Pass the cheese board, fat is our friend! When faced with the demon white stuff, sugar, we should embrace our inner Mean Girls and simply say ‘you can’t sit with us’! With a tagline like ‘Low Carb. High Fat. Extraordinary Health’, media hysteria and the usual bandwagon hopping on to the latest fad diet could lead you to believe that this is the key message to take from Domini Kemp and Patricia Daly’s new cookbook, The Ketogenic Kitchen. Look closer and you will discover that this book, both in its motivation and content, is far from another flippant ode to a trendy diet dogma. No ‘eat for abs’ or ‘cheat meal’ here, the ketogenic diet, we learn, is not a quick-fix or crash diet but a long term lifestyle designed to facilitate optimum health. Armed with curiosity and partiality to a challenge in the kitchen, I set out eagerly on my keto crusade.
I have long admired Domini’s work, as an author of multiple cookbooks and one half of the Kemp sisters at the helm of the Itsa empire (think Alchemy, Joe’s and Hatch and Sons) but Patricia, a nutritional therapist, was a new face for me. What is immediately apparent upon getting stuck in to this bright and glossy offering is there are few people who can speak as authoritatively on the subject of tailoring a diet to fuel optimum health as Domini and Patricia, smiling on the cover, looking the picture of health themselves.

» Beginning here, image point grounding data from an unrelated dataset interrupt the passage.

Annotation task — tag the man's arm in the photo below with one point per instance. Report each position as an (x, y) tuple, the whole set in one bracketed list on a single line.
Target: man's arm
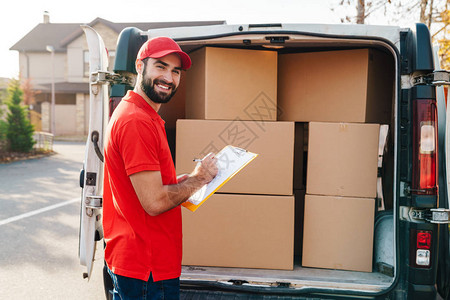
[(157, 198)]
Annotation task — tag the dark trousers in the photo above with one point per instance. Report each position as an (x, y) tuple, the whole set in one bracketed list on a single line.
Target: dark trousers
[(126, 288)]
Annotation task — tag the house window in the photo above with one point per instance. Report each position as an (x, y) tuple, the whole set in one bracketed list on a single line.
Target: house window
[(86, 63), (112, 57)]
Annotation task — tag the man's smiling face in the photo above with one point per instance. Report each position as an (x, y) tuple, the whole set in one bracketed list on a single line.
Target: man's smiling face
[(161, 77)]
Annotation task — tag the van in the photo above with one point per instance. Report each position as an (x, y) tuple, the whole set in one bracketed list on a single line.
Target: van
[(393, 240)]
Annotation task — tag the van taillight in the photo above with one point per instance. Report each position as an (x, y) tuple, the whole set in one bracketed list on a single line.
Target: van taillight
[(424, 171), (421, 248)]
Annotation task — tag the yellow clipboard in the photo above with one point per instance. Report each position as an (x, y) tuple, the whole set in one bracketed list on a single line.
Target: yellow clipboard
[(230, 160)]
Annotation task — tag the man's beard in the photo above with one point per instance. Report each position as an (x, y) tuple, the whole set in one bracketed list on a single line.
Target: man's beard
[(148, 86)]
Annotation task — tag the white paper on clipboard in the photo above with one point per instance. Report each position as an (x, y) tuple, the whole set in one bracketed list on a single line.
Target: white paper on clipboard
[(230, 160)]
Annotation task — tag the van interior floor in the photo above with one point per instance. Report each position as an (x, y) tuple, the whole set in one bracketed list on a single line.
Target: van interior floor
[(300, 277)]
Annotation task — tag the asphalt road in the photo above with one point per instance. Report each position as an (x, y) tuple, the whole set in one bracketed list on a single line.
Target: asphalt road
[(39, 225)]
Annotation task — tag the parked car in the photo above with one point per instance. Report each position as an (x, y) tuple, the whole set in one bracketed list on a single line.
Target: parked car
[(411, 258)]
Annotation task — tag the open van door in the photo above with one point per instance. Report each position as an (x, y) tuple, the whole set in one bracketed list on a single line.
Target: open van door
[(443, 272), (91, 179)]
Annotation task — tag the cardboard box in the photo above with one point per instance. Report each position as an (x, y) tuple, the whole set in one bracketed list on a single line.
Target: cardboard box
[(271, 173), (338, 233), (342, 159), (336, 86), (245, 231), (225, 84)]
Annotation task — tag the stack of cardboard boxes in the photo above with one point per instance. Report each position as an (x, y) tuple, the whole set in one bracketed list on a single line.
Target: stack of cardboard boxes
[(231, 100), (342, 97), (259, 100)]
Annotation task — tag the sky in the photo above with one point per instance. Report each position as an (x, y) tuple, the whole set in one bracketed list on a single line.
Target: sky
[(19, 17)]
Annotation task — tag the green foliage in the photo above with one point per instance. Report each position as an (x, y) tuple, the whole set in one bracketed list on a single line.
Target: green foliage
[(19, 131)]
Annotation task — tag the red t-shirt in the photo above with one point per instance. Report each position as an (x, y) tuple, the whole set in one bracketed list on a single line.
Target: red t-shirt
[(138, 244)]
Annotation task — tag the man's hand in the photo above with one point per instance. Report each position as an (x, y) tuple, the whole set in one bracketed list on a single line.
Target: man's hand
[(157, 198), (207, 169)]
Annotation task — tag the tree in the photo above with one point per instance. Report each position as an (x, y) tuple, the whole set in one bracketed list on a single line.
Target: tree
[(19, 131), (434, 13)]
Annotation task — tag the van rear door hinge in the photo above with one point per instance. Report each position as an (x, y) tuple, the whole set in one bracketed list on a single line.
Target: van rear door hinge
[(430, 215), (437, 78)]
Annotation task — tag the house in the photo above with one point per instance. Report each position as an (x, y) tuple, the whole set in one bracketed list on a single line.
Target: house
[(59, 51)]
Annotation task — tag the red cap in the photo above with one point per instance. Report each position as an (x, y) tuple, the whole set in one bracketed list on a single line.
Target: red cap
[(161, 46)]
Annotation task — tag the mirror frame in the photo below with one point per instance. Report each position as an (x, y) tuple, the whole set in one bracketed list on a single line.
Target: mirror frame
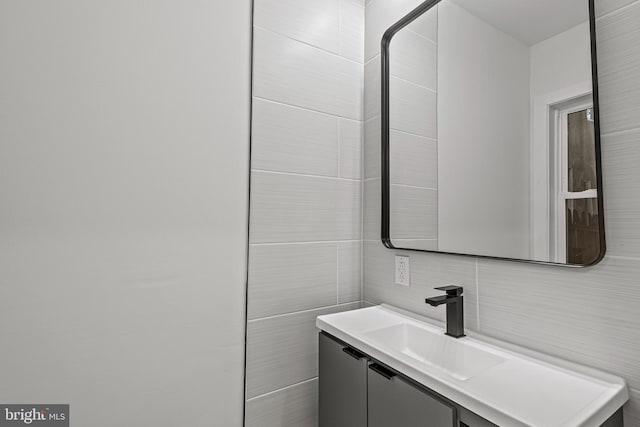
[(385, 135)]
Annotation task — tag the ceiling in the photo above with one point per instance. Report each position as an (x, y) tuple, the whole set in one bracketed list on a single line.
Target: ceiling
[(530, 21)]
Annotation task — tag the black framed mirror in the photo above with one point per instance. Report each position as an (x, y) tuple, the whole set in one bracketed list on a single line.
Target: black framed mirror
[(490, 131)]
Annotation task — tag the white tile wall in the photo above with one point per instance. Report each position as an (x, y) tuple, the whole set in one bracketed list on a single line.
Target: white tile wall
[(306, 196), (351, 30), (413, 160), (289, 278), (293, 406), (297, 208), (310, 21), (413, 58), (349, 271), (351, 149), (588, 315), (412, 108), (283, 350), (292, 139), (299, 74), (414, 213)]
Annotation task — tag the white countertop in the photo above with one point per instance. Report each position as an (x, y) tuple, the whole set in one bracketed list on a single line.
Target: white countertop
[(524, 388)]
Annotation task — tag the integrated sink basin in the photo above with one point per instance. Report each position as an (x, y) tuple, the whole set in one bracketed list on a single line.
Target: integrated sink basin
[(503, 383), (428, 346)]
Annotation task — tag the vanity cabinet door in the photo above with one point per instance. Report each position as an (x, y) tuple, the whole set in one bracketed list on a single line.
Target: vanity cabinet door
[(343, 385), (394, 402)]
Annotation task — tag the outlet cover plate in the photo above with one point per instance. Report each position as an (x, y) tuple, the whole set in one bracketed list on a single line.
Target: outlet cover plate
[(403, 270)]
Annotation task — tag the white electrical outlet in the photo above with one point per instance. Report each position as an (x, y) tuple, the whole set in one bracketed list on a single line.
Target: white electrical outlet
[(403, 271)]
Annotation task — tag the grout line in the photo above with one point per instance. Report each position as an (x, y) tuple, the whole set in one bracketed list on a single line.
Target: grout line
[(308, 44), (477, 298), (415, 240), (411, 83), (312, 110), (413, 134), (626, 258), (281, 389), (334, 178), (606, 15), (311, 242), (620, 132), (276, 316), (420, 35), (339, 147), (372, 58), (414, 186), (337, 273), (431, 140)]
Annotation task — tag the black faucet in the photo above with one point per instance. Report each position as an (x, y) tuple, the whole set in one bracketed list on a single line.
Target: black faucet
[(455, 312)]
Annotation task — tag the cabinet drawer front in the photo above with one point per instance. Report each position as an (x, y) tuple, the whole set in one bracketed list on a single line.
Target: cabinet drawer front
[(343, 385), (394, 402)]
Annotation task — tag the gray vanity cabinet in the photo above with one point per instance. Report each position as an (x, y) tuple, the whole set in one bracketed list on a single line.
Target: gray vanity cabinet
[(393, 401), (343, 385)]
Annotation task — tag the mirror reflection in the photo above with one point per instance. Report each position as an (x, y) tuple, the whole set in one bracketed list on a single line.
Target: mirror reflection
[(492, 132)]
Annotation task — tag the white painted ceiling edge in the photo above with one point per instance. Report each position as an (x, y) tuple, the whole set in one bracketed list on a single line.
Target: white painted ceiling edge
[(529, 21)]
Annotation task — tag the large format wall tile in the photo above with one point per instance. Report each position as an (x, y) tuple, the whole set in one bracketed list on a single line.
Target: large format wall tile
[(372, 147), (314, 22), (295, 208), (587, 315), (283, 350), (414, 58), (621, 177), (606, 6), (372, 89), (618, 69), (298, 74), (351, 149), (351, 30), (414, 213), (349, 271), (412, 108), (426, 25), (291, 139), (427, 272), (294, 406), (413, 160), (380, 15), (288, 278), (371, 215)]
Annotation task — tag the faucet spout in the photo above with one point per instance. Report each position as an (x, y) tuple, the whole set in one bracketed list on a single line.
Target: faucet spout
[(436, 301), (455, 314)]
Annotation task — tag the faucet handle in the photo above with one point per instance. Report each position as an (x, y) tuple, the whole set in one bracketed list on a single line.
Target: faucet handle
[(451, 290)]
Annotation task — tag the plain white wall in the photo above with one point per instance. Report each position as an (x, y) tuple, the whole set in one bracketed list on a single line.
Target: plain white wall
[(561, 61), (124, 141), (483, 133)]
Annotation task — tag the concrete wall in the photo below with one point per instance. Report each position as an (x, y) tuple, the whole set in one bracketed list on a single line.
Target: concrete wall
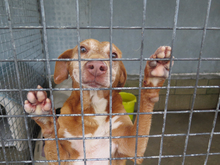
[(160, 13)]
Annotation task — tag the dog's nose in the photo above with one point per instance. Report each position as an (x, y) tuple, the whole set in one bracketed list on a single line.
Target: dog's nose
[(96, 68)]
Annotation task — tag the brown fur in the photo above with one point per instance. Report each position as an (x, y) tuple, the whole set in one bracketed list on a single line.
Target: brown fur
[(126, 146)]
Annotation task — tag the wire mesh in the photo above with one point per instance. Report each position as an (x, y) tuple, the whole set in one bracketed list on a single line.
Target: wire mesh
[(25, 63)]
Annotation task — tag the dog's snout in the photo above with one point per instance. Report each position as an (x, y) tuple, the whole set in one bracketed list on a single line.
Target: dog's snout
[(96, 68)]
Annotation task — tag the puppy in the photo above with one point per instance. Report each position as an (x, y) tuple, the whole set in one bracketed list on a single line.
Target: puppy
[(96, 74)]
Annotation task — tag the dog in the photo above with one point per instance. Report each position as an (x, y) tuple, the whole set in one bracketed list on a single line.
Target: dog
[(96, 74)]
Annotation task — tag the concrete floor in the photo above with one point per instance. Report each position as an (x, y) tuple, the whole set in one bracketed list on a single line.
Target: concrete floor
[(178, 124)]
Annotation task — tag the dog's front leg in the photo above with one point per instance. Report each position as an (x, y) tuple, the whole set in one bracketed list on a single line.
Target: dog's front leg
[(37, 103), (155, 74)]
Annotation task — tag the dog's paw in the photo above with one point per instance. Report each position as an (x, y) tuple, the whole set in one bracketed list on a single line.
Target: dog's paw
[(158, 69), (37, 103)]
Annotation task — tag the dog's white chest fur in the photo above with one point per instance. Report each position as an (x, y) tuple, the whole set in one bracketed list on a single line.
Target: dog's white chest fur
[(96, 148)]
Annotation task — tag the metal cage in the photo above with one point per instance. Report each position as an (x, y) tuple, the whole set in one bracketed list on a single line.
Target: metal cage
[(25, 63)]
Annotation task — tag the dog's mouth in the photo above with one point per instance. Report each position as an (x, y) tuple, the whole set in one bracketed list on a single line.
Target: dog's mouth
[(93, 84)]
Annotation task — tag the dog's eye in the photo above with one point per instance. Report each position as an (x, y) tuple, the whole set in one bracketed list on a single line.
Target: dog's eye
[(83, 49), (114, 55)]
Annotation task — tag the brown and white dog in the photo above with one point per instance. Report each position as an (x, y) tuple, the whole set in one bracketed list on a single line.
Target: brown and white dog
[(96, 74)]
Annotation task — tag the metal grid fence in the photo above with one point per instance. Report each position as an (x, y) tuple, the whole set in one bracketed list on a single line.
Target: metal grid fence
[(24, 45)]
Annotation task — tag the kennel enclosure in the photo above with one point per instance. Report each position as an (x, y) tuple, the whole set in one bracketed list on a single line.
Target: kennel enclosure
[(33, 33)]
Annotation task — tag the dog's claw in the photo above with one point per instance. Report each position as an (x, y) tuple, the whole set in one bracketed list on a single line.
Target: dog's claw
[(158, 69), (37, 102)]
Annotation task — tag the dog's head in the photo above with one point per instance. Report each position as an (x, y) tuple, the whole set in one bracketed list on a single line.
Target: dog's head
[(95, 74)]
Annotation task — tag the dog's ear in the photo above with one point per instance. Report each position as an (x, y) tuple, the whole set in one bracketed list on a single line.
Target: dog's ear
[(62, 67), (122, 75)]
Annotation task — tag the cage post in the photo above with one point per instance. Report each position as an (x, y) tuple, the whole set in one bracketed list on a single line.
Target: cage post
[(197, 79), (169, 80), (140, 76), (110, 87), (7, 8), (80, 80), (49, 73)]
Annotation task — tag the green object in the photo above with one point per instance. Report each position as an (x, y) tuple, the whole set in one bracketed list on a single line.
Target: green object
[(128, 102)]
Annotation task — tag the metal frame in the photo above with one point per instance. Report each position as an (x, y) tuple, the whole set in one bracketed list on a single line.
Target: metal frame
[(44, 28)]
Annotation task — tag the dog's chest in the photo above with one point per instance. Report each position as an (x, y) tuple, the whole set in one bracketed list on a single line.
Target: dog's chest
[(96, 148)]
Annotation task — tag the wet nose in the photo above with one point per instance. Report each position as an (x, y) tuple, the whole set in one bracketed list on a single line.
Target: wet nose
[(96, 68)]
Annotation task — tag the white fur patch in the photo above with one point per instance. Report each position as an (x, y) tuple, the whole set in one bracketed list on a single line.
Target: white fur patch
[(99, 104), (95, 148), (154, 80)]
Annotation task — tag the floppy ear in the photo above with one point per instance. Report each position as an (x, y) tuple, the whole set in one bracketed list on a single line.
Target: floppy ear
[(62, 67), (122, 75)]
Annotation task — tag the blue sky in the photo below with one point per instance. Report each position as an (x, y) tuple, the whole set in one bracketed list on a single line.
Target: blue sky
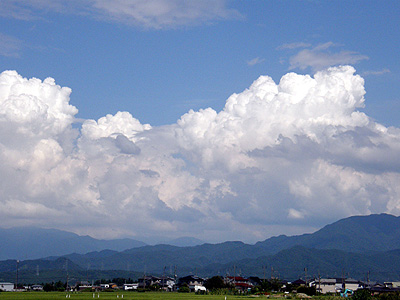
[(221, 120), (158, 72)]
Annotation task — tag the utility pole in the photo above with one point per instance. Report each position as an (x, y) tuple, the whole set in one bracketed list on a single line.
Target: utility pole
[(16, 281), (66, 264)]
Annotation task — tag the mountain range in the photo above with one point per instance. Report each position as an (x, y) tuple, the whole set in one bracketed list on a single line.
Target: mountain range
[(351, 247)]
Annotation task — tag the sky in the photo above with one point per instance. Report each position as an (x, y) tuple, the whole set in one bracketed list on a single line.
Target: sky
[(219, 120)]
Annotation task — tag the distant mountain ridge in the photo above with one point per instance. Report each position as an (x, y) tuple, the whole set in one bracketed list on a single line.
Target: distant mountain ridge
[(355, 245), (377, 232), (32, 243)]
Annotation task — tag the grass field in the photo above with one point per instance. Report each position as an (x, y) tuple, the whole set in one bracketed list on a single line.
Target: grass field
[(114, 296), (128, 296)]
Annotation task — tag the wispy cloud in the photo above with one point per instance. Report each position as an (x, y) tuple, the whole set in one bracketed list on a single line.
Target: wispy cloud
[(322, 56), (376, 73), (10, 46), (151, 14), (294, 46), (255, 61)]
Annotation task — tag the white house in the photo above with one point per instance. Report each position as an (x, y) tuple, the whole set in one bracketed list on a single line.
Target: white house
[(6, 286), (130, 286)]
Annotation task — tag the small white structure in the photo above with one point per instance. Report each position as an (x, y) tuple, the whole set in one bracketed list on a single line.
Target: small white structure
[(197, 288), (6, 286), (130, 286)]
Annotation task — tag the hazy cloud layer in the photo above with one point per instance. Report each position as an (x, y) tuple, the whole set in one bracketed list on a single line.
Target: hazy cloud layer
[(153, 14), (321, 56), (279, 158)]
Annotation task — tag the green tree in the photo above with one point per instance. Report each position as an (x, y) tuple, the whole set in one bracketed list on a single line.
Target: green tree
[(214, 283), (362, 294)]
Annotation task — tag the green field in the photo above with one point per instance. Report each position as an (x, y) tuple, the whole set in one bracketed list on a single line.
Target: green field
[(130, 296), (114, 295)]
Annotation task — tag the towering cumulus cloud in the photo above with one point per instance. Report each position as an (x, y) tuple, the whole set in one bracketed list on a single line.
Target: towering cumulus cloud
[(279, 158)]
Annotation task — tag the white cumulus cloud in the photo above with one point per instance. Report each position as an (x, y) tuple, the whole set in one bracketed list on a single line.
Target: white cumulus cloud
[(279, 158)]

The words and wisdom within come from two inspiring women who have both fought the battle against cancer and admirably have set their sights on educating others on the food philosophy which aided their respective recoveries alongside treatment. Readers are treated to a collection of inventive recipes to avoid carbohydrates as well as an amazing insight into the benefits this approach has been proven to yield in the face of illness. Domini and Patricia themselves are the best advertisement of this way of eating and the tone of the book manages to be light-hearted in the face of a very serious issue, a gentle companion to navigate the storm with readers faced with a life-changing diagnosis.
Upon first glance, I loved how the book is divided in to two sections – ‘The Low Carb Way’ and The Ketogenic Way’, meaning it can be a valuable tool for increasing awareness of the dangers associated with sugar consumption as well as a meaningful guide to methods of reduction. The inclusion of low carb as well as keto friendly recipes means this book is universally accessible, outlining ways to curb our collective addiction as well as appealing to those seeking to use food as a healing balm against chronic illness. The sign of a great cookbook for me is the compulsion to excitedly dog-ear pages of must-try recipes and I was drawn in completely by inviting imagery and snappy instructions lists. I quickly earmarked more than a handful of tempting sounding dishes to test.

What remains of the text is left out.